Pékin aurait déjoué des tentatives d'attentats

Ce sont les séparatistes du Xingiang qui sont accusés d'avoir tenté «de provoquer une catastrophe aérienne» et de préparer des attaques contre les JO...

La Chine ferait face à une série de tentatives d’attentats. Coup sur coup dimanche, la presse chinoise et les autorités du pays ont fait état d’attentats en préparation. A chaque fois, ce sont les séparatistes du Xinjiang, une région à majorité musulmane du nord-ouest de la Chine, qui sont montrés du doigt.

Dimanche, un responsable de cette région cité dimanche par l'agence Chine Nouvelle, a déclaré qu’un avion de la compagnie China Southern Airlines a été obligé d'atterrir à Lanzhou, capitale de la province de Gansu voisine du Xinjiang, car «certaines personnes tentaient de provoquer une catastrophe aérienne».

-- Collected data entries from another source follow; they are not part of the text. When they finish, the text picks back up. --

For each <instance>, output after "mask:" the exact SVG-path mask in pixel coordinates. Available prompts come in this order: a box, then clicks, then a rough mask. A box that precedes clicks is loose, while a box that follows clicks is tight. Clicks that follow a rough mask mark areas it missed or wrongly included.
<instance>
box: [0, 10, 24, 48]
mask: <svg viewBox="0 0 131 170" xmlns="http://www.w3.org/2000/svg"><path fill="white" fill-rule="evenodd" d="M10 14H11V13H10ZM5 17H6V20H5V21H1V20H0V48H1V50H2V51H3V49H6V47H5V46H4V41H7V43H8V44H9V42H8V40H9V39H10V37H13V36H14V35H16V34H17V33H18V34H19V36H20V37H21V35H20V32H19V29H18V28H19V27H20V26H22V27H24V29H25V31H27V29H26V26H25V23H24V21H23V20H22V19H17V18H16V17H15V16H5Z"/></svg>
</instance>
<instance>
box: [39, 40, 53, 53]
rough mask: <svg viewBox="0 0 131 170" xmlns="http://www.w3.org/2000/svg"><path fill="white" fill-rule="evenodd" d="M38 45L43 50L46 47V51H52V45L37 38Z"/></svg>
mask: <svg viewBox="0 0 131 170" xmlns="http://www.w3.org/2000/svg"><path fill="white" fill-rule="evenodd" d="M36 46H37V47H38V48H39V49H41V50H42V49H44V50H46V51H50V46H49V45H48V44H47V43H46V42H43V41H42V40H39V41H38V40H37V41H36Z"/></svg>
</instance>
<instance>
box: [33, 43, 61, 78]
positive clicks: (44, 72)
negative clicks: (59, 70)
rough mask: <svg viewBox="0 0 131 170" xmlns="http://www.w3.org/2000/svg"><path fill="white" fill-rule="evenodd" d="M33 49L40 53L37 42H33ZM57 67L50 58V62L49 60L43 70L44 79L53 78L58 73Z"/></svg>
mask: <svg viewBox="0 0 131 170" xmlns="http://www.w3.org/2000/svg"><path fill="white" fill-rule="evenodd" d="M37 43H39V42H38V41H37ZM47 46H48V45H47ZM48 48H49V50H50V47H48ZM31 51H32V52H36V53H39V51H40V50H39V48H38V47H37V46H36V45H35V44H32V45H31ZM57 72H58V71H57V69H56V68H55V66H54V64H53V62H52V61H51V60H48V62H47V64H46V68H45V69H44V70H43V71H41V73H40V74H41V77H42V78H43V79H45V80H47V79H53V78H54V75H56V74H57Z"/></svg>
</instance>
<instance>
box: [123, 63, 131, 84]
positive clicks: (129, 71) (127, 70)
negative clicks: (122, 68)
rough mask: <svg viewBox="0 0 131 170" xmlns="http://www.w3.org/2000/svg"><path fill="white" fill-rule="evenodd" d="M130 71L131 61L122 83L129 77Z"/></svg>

L'équipage serait venu à bout des assaillants et tous les passagers et membres d'équipage sont sains et sauf, a ajouté le responsable. Une source qui a souhaité rester anonyme, a assuré à l'agence Reuters qu'au moins deux passagers du volCZ6901 avaient été interpellés pour être interrogés et que du matériel inflammable avait été découvert dans les toilettes de l'avion.

Dimanche toujours, un autre responsable chinois cité par les médias officiels a déclaré que des séparatistes présumés tués en début d'année dans le Xinjiang, préparaient un attentat contre les prochains jeux Olympiques de Pékin.

«Visiblement, le groupe avait prévu un attentat visant les jeux Olympiques» qui doivent se dérouler du 8 au 24 août, a indiqué Wang Lequan, chef du Parti communiste de la région du Xinjiang, en marge de la réunion à Pékin du parlement chinois.

Les autorités chinoises avaient démantelé fin janvier un groupe séparatiste qui préparait des attentats au Xinjiang.

Près de dix millions de musulmans, dont les Ouïgours, une minorité turcophone, vivent dans la région autonome du Xinjiang, sur les 18 millions de musulmans que compte la Chine. Certains groupes continuent à se battre pour l'indépendance du Turkestan oriental, qui a connu une existence éphémère avec deux Républiques entre 1930 et 1949.